We live in a multi-connected world of information technology. For better or worse, our destiny is linked to the technology which we depend upon. It has changed the way we interact, live, and influence our planet. Information technology uses the electrons of atoms for both computating, by using their charge, and in storing of information, by using the spin of electrons in magnetic materials. In the mid-2000s we saw an analog to digital revolution facilitated by the high-density information hard drives that gave rise to the Cloud. Today the new direction of storage technology focuses on doing away with hard drive technology and going towards an all electrical version in which charge-current and spin-currents are combined to flip magnets and create efficient Magnetic-Random- Access-Memories (MRAMs). To do so we have created magnetic materials that can flip themselves by running currents through them, similar to cat flipping itself. However, the revolution is just beginning. Ferromagnets, what is used today, have unfortunately a speed limit of GHz, which prevents them from connecting efficiently to the much faster THz optical communication network and the Internet of Things (IoT). These is where Antiferromagnets, which are faster but notoriously difficult to manipulate, come into play. In 2015 we created “antiferromagnetic cats” as well, which can now do similar things to ferromagnets but much faster and with properties that can be used for Artificial Intelligence Neural Networks.
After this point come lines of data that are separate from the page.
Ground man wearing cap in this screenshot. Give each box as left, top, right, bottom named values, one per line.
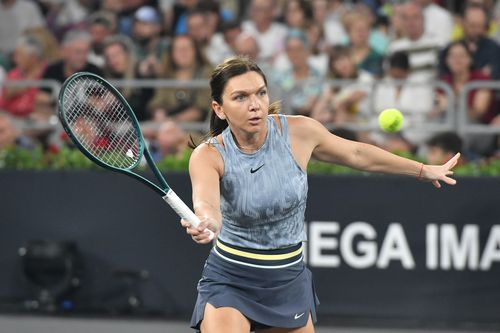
left=132, top=6, right=169, bottom=78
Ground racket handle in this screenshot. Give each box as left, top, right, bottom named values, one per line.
left=163, top=189, right=215, bottom=241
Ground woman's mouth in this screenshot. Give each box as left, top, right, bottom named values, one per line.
left=249, top=117, right=261, bottom=125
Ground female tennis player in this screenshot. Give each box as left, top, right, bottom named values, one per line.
left=181, top=56, right=459, bottom=333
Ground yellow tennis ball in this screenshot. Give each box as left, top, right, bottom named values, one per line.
left=378, top=108, right=404, bottom=133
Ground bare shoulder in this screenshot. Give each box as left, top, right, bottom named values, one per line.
left=189, top=139, right=224, bottom=176
left=285, top=115, right=328, bottom=143
left=286, top=114, right=323, bottom=130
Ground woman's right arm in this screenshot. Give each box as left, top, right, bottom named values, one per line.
left=470, top=88, right=492, bottom=121
left=181, top=143, right=223, bottom=244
This has given rise to a revolution that has revolved in itself. Having gone from analog to digital in the late 2000s, we are coming back to analog, to search for efficient materials that can compute with the power and efficiency of the brain but at much higher speeds.

About the Speaker

Born in 1972, Jairo Sinova is an Alexander von Humboldt Professor of Physics at Johannes Gutenberg Universität Mainz. After completing his doctorate at Indiana University in 1999, he became a postdoc at the University of Tennessee and the University of Texas at Austin before becoming a Professor of Physics at Texas A&M University in 2003. Among his honors, he has received the Alexander von Humboldt Professorship Award, the Johannes Gutenberg Research Fellowship, the ERC Advance Synergy Grant, National Science Foundation’s Career Award, the Cottrell Scholar Award, and was elected in 2011 a Fellow of the American Physical Society. He works primarily in the field of spintronics where the magnetic and electric properties of materials merge in new ways by using Einstein’s theory of relativity, which acts as the link between these properties. His work aims at understanding the complex quantum world of solids with the long term goal of finding better and more energy efficient ways to process and store information.